When searching for a new home for the first time outside of the state of Texas, Covington was drawn to the Broncos because of former teammates. He played with cornerback Bryce Callahan at Rice, and was a teammate with cornerback A.J. Bouye and safety Kareem Jackson in Houston. In talking about the trio, he described them thusly: "They have that dawg mentality. They are fighters. ... It seems like a pattern going on. And that's just with guys in the secondary. That's why I can't wait to get on the field and see what this defense looks like."
This is, admittedly, not the easiest time to switch teams. Offseason OTAs have turned into virtual events, though that could change next month. Veterans don't mind, but eventually the newcomers -- veterans and rookies alike -- will need field reps. For now, Covington remains impressed with his new team's discipline in zoom gatherings.

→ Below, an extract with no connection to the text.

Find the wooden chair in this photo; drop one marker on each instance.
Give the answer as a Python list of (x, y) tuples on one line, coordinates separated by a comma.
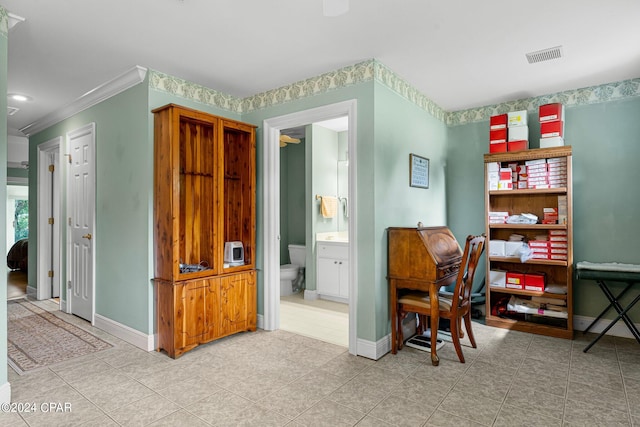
[(419, 302)]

"This team is hungry. Very hungry," said Covington, aware of the Broncos' four-year playoff drought. "You can tell there’s a serious approach. The level of intent and level of concentration that I am seeing from everybody in meetings, during installs, during film study, it’s really unlike anything I have ever seen. Everyone is very intent on changing what has happened the last few seasons."
For Covington, he wants to prove himself, and yes he knows of line coach Bill Kollar's reputation as a no-nonsense boss. He received intel from J.J. Watt, including the story about how Kollar once wrestled a bear decades ago.
"Given what I have heard, I have no doubt that happened," Covington said. "J.J. Watt let me know all about him. I have heard nothing but good things. Obviously, he's a tough coach, he's a hard coach, but that's OK. I look forward to it."
Covington has played in 66 games, starting 15, including a career-high six a year ago. He also set a new personal mark with 28 tackles last season. Talk to Covington, and it's easy to see why he has been well-respected in previous stops. He is true to himself, and his craft.
Now, he is eager to see how that translates in Denver.
"To come to a team with some familiarity (with the scheme) and some familiar faces, that was a big selling point. It was huge for me," Covington said. "To be able to join this defense, I am excited. I can see myself playing anywhere on that front where they see fit. I want to do what I can to help this team be successful."